Table 3 XPS Analysis Data

Figure 2 Cytotoxicity of the tested samples towards A375 cells line expressed as % of cell viability ((A) results for GO; (B) results for GO-2ME vs 2ME; (C) results for RGO; (D) results for RGO-2ME vs 2ME). Data were analyzed with GraphPad Prism Software version 8.0.1 using bidirectional ANOVA with Tukey’s multiple comparison tests; **p < 0.01, ***p < 0.001, ****p < 0.0001 versus control. The results for the ANOVA test were: p < 0.0001, n=3.

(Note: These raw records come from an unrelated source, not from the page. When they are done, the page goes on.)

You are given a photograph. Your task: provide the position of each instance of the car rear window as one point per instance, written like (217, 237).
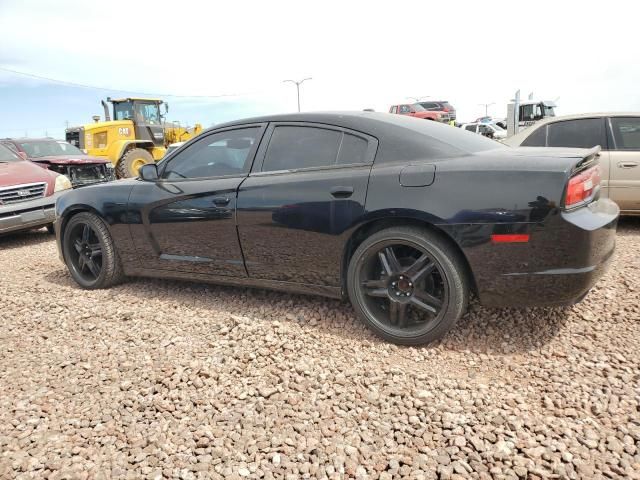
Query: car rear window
(7, 155)
(626, 132)
(580, 133)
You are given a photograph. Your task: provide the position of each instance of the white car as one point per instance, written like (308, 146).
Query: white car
(490, 130)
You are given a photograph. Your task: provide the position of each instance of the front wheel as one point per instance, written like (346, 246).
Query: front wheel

It is observed that GO-2 ME shows higher anticancer efficacy against A375 cells than GO (Figure 2A and B). Similarly, rGO-2ME shows higher anticancer efficacy against A375 cells than rGO (Figure 2C and D). Interestingly, the cytotoxicity of the GO-2ME in DMSO (Figure 2B) at a concentration of 0.0181 mg/mL (1:10 dilution) against A375 cells was comparable to that of 2-ME (at more than a sevenfold higher concentration). This leads to the conclusion that by using graphene carriers in complex compounds with anticancer drugs, the drugs’ effectiveness can be increased. It is also worth noting that the cytotoxic effect of the RGO-2ME at a dilution of 1:10 (0.02 mg/mL) is higher than the effect of 2-ME at the starting concentration for creating a 1 mg/mL complex (Figure 2D). Cytotoxic effects against A375 cells were also observed for GO nanoflakes alone in DMSO at dilutions of 1:20 (Figure 2A) and rGO in DMSO at all dilutions of 1:10, 1:20, 1:40 (Figure 2C). A cytotoxic effect of GO and rGO nanosheets alone was observed in ethanol only at a dilution of 1:10. At a 1:80 dilution, no significant changes were observed in the viability of the A375 cells treated with graphene GO, rGO, or its derivatives (Figure 2).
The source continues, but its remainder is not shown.